Why the $\alpha-$divergence is defined in the following way (Information Geometry)

37 Views Asked by At

Let me define everything first
Let $S$ be a manifold and suppose that we are given a smooth function $D=D(.||.):S\times S\to\mathbb{R}$ satisfying for any $p,q\in S$ $$D()p||q)\geq 0\hspace{0.5cm} \text{and}D(p||q)=0 \iff p=q$$

Now for a convex function $f(u)$ on $u>0$ for each probability distribution $p,q$ lets define $$D_{f}(p||q)=\int p(x)f(\frac{q(x)}{p(x)})dx$$ we call it the f-divergence.

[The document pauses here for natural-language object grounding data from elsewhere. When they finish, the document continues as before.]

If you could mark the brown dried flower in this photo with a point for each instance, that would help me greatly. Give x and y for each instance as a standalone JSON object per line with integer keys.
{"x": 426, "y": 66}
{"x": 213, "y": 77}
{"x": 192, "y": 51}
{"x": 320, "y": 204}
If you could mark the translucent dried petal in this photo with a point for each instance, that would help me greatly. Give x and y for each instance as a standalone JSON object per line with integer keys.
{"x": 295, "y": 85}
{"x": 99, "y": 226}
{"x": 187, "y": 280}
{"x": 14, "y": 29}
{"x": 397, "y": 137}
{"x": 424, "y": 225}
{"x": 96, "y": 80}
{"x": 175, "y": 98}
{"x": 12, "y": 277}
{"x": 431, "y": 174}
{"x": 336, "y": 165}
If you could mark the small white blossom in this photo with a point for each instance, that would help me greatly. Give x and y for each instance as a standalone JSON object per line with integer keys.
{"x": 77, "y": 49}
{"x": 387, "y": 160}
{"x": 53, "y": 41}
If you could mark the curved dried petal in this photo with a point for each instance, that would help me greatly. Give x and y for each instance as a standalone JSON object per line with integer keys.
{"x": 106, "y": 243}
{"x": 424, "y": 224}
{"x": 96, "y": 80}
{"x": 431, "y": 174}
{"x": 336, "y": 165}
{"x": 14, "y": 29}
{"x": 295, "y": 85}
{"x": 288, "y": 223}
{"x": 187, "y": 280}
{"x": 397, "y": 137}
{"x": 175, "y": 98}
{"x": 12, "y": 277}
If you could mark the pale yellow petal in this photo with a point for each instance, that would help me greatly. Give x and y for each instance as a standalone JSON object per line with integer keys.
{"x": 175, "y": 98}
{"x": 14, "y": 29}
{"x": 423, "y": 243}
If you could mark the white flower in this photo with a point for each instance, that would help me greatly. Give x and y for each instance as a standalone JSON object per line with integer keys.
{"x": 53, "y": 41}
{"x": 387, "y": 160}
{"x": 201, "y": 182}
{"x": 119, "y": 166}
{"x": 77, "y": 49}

Let us now define $\alpha-$divergence as $D^{(\alpha)}=D_{f^{(\alpha)}}$ for a real number $\alpha$ we define \begin{equation} f^{(\alpha)}(u) = \begin{cases} \frac{4}{1-\alpha^2}\{1-u^{(1+\alpha)/2}\} & (\alpha\neq \pm1)\\ u\hspace{0.5mm}logu & (\alpha=1)\\ -logu & (\alpha=-1) \end{cases} \end{equation}

My question is why we have defined the $f^{(\alpha)}$ is the way it is defined I mean why we have the factor $\frac{4}{1-\alpha^2}$ what if I remove it and then define the function what problem will I face.

1

There are 1 best solutions below

0
On BEST ANSWER

For $u > 0$ we have

$$\lim_{\alpha \to -1} \frac{4}{1-\alpha^2} (1 + u^{(1+\alpha)/2}) = -\log u,$$

so the factor makes $f^{(\alpha)}(u)$ continuous in $\alpha$ for $\alpha < 1$. Hence, its arguably the most natural choice.